厳選! 2歳馬情報局(2017年版)
第16回:トーセンブレイヴ

 秋競馬がスタートし、今後のGI戦線に向けてファンや関係者の熱気も徐々に高まってきた。もちろん、そうしたビッグレースを目指す戦いも楽しみだが、同時に盛り上がりを見せるのが、2歳戦だ。夏競馬が終わって、中央へ舞台を移すと、いよいよ期待の素質馬たちが続々とデビュー戦を迎えるからだ。

 栗東トレセン(滋賀県)の池江泰寿厩舎に所属するトーセンブレイヴ(牡2歳/父キングカメハメハ)も、その一頭。


まもなくデビュー戦を迎えるトーセンブレイヴ

 母ギーニョは、GIエリザベス女王杯(京都・芝2200m)を制したトゥザヴィクトリーの妹にあたる良血。トゥザヴィクトリーは繁殖牝馬として、重賞5勝を挙げたトゥザグローリーや、GI皐月賞(中山・芝2000m)とGI有馬記念(中山・芝2500m)で2着と健闘したトゥザワールドなどの活躍馬を送り出している。
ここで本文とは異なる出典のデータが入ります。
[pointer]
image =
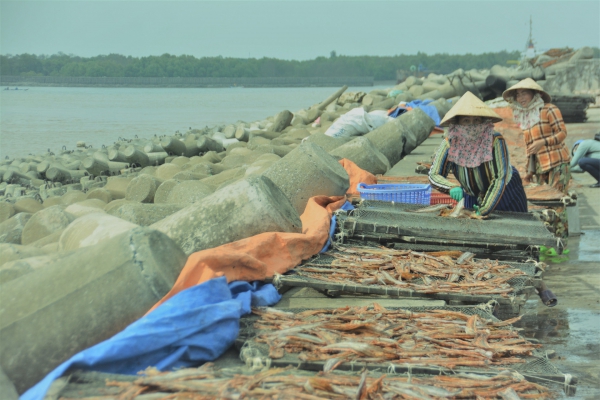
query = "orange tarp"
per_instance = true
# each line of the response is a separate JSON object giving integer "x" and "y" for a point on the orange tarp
{"x": 513, "y": 135}
{"x": 357, "y": 175}
{"x": 261, "y": 256}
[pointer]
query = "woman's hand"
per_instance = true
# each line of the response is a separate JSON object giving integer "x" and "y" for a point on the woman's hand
{"x": 536, "y": 146}
{"x": 456, "y": 193}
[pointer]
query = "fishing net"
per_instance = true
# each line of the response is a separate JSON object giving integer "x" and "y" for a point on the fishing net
{"x": 521, "y": 285}
{"x": 536, "y": 368}
{"x": 501, "y": 229}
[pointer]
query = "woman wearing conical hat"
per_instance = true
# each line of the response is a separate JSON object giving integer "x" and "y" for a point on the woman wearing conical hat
{"x": 478, "y": 158}
{"x": 544, "y": 132}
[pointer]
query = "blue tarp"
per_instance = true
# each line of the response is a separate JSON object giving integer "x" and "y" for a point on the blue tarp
{"x": 194, "y": 326}
{"x": 423, "y": 105}
{"x": 346, "y": 207}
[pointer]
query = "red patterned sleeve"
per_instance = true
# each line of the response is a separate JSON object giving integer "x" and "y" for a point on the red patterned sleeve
{"x": 559, "y": 131}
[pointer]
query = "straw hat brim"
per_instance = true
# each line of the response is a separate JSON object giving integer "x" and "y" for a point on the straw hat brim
{"x": 528, "y": 83}
{"x": 470, "y": 105}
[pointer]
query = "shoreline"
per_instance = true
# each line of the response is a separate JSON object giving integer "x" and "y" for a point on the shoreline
{"x": 142, "y": 82}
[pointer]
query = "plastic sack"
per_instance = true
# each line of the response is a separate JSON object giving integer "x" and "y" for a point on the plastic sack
{"x": 197, "y": 325}
{"x": 356, "y": 122}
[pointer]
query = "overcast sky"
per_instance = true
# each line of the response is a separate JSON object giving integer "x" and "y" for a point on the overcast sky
{"x": 292, "y": 29}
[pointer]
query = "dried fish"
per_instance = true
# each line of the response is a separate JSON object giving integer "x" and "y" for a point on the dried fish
{"x": 296, "y": 384}
{"x": 434, "y": 208}
{"x": 437, "y": 337}
{"x": 437, "y": 272}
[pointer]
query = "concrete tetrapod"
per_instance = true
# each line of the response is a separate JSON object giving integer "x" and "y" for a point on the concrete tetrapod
{"x": 82, "y": 299}
{"x": 389, "y": 139}
{"x": 92, "y": 229}
{"x": 243, "y": 209}
{"x": 419, "y": 125}
{"x": 362, "y": 152}
{"x": 44, "y": 223}
{"x": 144, "y": 214}
{"x": 308, "y": 171}
{"x": 327, "y": 142}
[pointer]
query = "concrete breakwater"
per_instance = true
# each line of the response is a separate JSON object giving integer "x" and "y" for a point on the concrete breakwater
{"x": 121, "y": 210}
{"x": 166, "y": 196}
{"x": 184, "y": 82}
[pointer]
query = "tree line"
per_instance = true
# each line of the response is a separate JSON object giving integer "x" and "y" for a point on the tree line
{"x": 167, "y": 65}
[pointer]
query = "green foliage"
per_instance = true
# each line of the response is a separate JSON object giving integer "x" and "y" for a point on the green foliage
{"x": 167, "y": 65}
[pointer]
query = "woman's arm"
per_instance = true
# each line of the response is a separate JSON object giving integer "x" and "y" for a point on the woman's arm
{"x": 498, "y": 180}
{"x": 440, "y": 168}
{"x": 559, "y": 131}
{"x": 581, "y": 151}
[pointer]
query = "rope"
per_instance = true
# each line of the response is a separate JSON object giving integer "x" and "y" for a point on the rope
{"x": 391, "y": 369}
{"x": 568, "y": 378}
{"x": 253, "y": 358}
{"x": 277, "y": 281}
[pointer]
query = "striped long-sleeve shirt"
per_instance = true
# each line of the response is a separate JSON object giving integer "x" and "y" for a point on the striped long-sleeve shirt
{"x": 486, "y": 182}
{"x": 551, "y": 129}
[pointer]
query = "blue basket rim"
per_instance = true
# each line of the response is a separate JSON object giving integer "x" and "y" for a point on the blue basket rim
{"x": 362, "y": 187}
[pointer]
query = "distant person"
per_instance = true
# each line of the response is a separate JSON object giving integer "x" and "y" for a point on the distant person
{"x": 479, "y": 159}
{"x": 544, "y": 132}
{"x": 586, "y": 157}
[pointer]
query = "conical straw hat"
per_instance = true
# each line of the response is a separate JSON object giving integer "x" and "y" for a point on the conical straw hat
{"x": 527, "y": 83}
{"x": 470, "y": 105}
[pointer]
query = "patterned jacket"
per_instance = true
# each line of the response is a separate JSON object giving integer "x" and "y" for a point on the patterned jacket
{"x": 486, "y": 182}
{"x": 551, "y": 129}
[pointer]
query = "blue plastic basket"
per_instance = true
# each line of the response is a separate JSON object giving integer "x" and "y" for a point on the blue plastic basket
{"x": 398, "y": 193}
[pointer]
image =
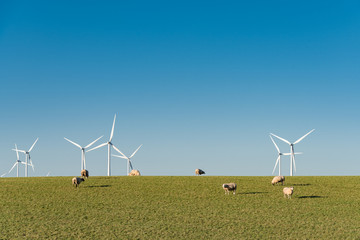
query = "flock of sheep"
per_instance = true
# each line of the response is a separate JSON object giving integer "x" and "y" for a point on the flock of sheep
{"x": 231, "y": 187}
{"x": 228, "y": 187}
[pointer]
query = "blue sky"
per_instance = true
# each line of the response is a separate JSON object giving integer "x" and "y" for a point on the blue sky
{"x": 201, "y": 85}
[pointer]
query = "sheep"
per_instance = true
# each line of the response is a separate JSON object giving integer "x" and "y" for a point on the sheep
{"x": 229, "y": 187}
{"x": 134, "y": 172}
{"x": 288, "y": 191}
{"x": 84, "y": 173}
{"x": 76, "y": 181}
{"x": 278, "y": 179}
{"x": 199, "y": 171}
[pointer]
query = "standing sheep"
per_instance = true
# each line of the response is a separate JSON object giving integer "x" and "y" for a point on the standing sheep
{"x": 288, "y": 192}
{"x": 76, "y": 181}
{"x": 84, "y": 173}
{"x": 278, "y": 179}
{"x": 229, "y": 187}
{"x": 134, "y": 172}
{"x": 199, "y": 171}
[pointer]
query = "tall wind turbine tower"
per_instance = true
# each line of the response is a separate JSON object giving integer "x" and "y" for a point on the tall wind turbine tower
{"x": 28, "y": 158}
{"x": 292, "y": 153}
{"x": 83, "y": 160}
{"x": 17, "y": 162}
{"x": 110, "y": 144}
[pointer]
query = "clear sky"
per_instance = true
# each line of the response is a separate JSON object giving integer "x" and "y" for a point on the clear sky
{"x": 201, "y": 85}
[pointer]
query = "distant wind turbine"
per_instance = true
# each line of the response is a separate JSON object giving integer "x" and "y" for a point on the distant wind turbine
{"x": 129, "y": 164}
{"x": 110, "y": 144}
{"x": 28, "y": 158}
{"x": 292, "y": 153}
{"x": 83, "y": 161}
{"x": 17, "y": 162}
{"x": 278, "y": 160}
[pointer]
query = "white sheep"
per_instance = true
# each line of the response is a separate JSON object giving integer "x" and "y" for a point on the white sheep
{"x": 134, "y": 172}
{"x": 288, "y": 191}
{"x": 76, "y": 181}
{"x": 229, "y": 187}
{"x": 199, "y": 171}
{"x": 278, "y": 179}
{"x": 84, "y": 173}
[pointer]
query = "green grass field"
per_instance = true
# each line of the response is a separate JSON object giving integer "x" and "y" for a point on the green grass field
{"x": 179, "y": 208}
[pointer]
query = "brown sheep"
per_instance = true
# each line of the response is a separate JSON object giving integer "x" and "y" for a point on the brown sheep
{"x": 199, "y": 171}
{"x": 278, "y": 179}
{"x": 134, "y": 172}
{"x": 229, "y": 187}
{"x": 288, "y": 192}
{"x": 76, "y": 181}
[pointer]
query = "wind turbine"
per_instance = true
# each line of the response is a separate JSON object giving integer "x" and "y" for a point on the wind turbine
{"x": 129, "y": 165}
{"x": 28, "y": 158}
{"x": 292, "y": 153}
{"x": 83, "y": 161}
{"x": 17, "y": 162}
{"x": 110, "y": 144}
{"x": 278, "y": 160}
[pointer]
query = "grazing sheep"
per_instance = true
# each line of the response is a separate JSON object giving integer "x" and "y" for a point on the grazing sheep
{"x": 76, "y": 181}
{"x": 134, "y": 172}
{"x": 288, "y": 192}
{"x": 199, "y": 171}
{"x": 84, "y": 173}
{"x": 229, "y": 187}
{"x": 278, "y": 179}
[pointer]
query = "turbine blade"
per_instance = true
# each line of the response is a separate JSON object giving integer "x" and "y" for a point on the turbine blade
{"x": 284, "y": 140}
{"x": 73, "y": 143}
{"x": 299, "y": 140}
{"x": 119, "y": 151}
{"x": 112, "y": 130}
{"x": 101, "y": 145}
{"x": 277, "y": 161}
{"x": 275, "y": 144}
{"x": 33, "y": 145}
{"x": 135, "y": 151}
{"x": 12, "y": 167}
{"x": 17, "y": 152}
{"x": 119, "y": 156}
{"x": 89, "y": 145}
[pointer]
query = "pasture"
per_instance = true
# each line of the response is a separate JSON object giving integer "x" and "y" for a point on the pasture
{"x": 195, "y": 207}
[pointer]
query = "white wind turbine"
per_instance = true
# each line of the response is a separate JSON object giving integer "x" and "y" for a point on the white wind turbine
{"x": 278, "y": 160}
{"x": 110, "y": 144}
{"x": 83, "y": 160}
{"x": 129, "y": 164}
{"x": 17, "y": 162}
{"x": 292, "y": 153}
{"x": 28, "y": 158}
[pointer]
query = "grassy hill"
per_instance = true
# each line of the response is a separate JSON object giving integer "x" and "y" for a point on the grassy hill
{"x": 179, "y": 208}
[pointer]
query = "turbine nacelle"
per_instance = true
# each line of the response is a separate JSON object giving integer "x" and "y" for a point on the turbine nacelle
{"x": 292, "y": 152}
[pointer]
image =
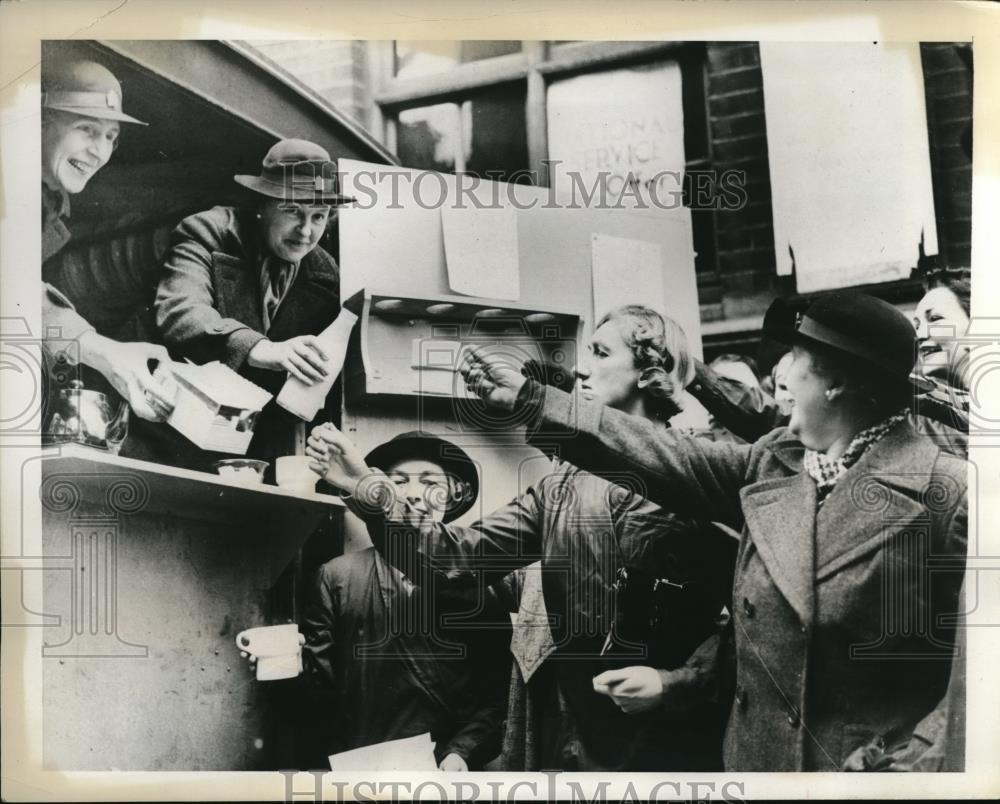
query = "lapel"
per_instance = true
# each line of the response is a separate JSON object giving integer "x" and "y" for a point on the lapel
{"x": 313, "y": 297}
{"x": 237, "y": 286}
{"x": 883, "y": 490}
{"x": 780, "y": 517}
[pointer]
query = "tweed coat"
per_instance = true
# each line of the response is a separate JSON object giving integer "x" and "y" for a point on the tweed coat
{"x": 841, "y": 612}
{"x": 584, "y": 529}
{"x": 209, "y": 307}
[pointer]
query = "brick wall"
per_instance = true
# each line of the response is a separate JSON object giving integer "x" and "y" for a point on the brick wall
{"x": 333, "y": 68}
{"x": 740, "y": 280}
{"x": 744, "y": 279}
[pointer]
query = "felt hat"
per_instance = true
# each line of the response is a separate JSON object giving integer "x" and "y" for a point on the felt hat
{"x": 871, "y": 331}
{"x": 85, "y": 88}
{"x": 297, "y": 170}
{"x": 452, "y": 459}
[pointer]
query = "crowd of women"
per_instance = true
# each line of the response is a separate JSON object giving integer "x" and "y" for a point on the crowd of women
{"x": 780, "y": 597}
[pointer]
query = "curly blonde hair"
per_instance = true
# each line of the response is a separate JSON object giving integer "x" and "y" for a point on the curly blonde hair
{"x": 660, "y": 349}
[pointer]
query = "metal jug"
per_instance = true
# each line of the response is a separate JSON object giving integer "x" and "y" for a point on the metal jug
{"x": 88, "y": 417}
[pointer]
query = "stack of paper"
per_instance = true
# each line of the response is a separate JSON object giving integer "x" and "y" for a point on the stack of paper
{"x": 408, "y": 754}
{"x": 215, "y": 407}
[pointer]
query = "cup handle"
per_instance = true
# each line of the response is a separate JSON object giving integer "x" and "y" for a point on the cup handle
{"x": 243, "y": 641}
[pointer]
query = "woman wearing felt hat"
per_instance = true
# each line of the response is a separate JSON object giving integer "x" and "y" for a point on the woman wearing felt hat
{"x": 81, "y": 120}
{"x": 853, "y": 537}
{"x": 616, "y": 634}
{"x": 250, "y": 286}
{"x": 379, "y": 645}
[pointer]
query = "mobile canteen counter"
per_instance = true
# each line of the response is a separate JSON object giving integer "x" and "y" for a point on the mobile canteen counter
{"x": 151, "y": 571}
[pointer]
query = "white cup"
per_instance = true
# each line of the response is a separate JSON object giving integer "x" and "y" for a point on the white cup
{"x": 293, "y": 473}
{"x": 276, "y": 648}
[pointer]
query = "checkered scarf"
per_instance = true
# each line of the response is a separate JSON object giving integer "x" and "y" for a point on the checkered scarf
{"x": 949, "y": 394}
{"x": 826, "y": 472}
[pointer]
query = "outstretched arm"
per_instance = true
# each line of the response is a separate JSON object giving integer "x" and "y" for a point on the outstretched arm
{"x": 484, "y": 552}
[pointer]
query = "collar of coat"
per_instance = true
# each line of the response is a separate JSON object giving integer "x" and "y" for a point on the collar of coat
{"x": 801, "y": 545}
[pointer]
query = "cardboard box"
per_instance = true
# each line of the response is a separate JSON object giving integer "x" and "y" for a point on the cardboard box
{"x": 215, "y": 407}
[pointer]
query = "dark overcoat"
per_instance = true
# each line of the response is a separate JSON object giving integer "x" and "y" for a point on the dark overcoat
{"x": 843, "y": 613}
{"x": 209, "y": 306}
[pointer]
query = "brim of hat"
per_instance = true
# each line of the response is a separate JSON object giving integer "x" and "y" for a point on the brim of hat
{"x": 282, "y": 192}
{"x": 100, "y": 114}
{"x": 917, "y": 383}
{"x": 779, "y": 324}
{"x": 429, "y": 448}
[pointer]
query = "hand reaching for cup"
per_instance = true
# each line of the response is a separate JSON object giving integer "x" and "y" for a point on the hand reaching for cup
{"x": 633, "y": 689}
{"x": 453, "y": 763}
{"x": 336, "y": 458}
{"x": 492, "y": 378}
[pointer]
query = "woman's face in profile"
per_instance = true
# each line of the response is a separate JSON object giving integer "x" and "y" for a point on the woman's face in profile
{"x": 781, "y": 393}
{"x": 810, "y": 411}
{"x": 290, "y": 229}
{"x": 941, "y": 322}
{"x": 607, "y": 373}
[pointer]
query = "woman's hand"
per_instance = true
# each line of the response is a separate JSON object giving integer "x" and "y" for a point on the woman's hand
{"x": 633, "y": 689}
{"x": 302, "y": 357}
{"x": 492, "y": 378}
{"x": 336, "y": 458}
{"x": 453, "y": 763}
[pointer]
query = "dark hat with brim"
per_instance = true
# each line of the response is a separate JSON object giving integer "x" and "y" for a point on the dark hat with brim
{"x": 873, "y": 332}
{"x": 85, "y": 88}
{"x": 450, "y": 457}
{"x": 297, "y": 170}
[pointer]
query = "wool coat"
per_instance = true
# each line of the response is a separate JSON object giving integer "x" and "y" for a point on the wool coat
{"x": 844, "y": 613}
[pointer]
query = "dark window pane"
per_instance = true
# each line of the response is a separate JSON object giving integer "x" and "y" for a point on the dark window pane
{"x": 499, "y": 135}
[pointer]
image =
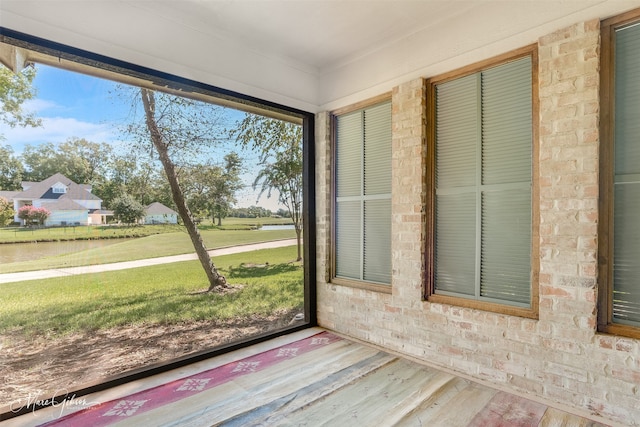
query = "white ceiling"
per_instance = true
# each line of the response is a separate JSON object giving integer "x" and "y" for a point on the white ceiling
{"x": 310, "y": 54}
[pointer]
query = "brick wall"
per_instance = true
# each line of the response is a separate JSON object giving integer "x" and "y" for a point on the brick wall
{"x": 559, "y": 357}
 ギーニョの産駒からはまだ大物こそ出ていないが、どの馬もコンスタントに勝ち星を重ねている。また、これまでの兄弟と違ってトーセンブレイヴは父がキングカメハメハ。血統構成は、前出のトゥザヴィクトリー産駒で名を馳せたトゥザグローリーやトゥザワールドとほとんど同じため、同馬への期待は一層膨らんでいる。

 そんな良血馬の成長段階で携わってきたスタッフたちは、同馬についてどのように見ているのだろうか。育成を担当したノーザンファーム早来の伊藤隆行氏は、春の取材でこう話していた。

「いかにもキングカメハメハ産駒という感じで、馬格は申し分ありません。育成の初期から好馬体で、乗り味もいいですね。まだ子どもっぽいところはありますが、気持ちが成長すれば、さらによくなるのではないでしょうか」

 トーセンブレイヴは、すでに池江厩舎に移動し調教を積んでいる。デビュー戦のめども立っており、順調なら9月24日の2歳新馬(阪神・芝2000m)がその舞台になる予定だ。

 では、トレセンに来てからの同馬の評価はどんなものなのか。関西競馬専門誌のトラックマンが、その仔細を伝える。

「スタッフからは『背中がゆったりしていて、乗り心地がいい』という声が聞かれます。ギーニョの産駒はまだ大物が出ていないのですが、他の兄たちと比べて『これほどの(いい)感覚は、兄弟で初めてではないか』と話していますね」

 乗り心地については、それなりの手応えを感じている様子。ただ一方で、スタッフの声を聞くと、初戦からいきなり素質を見せるタイプではないのかもしれない。先述のトラックマンが続ける。

「まだまだ成長途上の段階で、走っているところを見ると『体を持て余している』というのが現状です。『気性が幼く、集中力を欠くところがある』という声も聞かれます。結果を出すには、ここからデビュー戦へ向けてどこまで変わってくるか、その辺りがポイントになりそうですね」

 シビアに見れば、まだ能力をきちんと発揮できる段階には至っていないのかもしれない。とはいえ、あくまでこの時期の2歳馬。これから日ごとに変わってくる可能性もある。 ギーニョの子として、一番の出世が見込まれているトーセンブレイヴ。デビュー戦から勇ましい姿を披露してくれることを期待したい。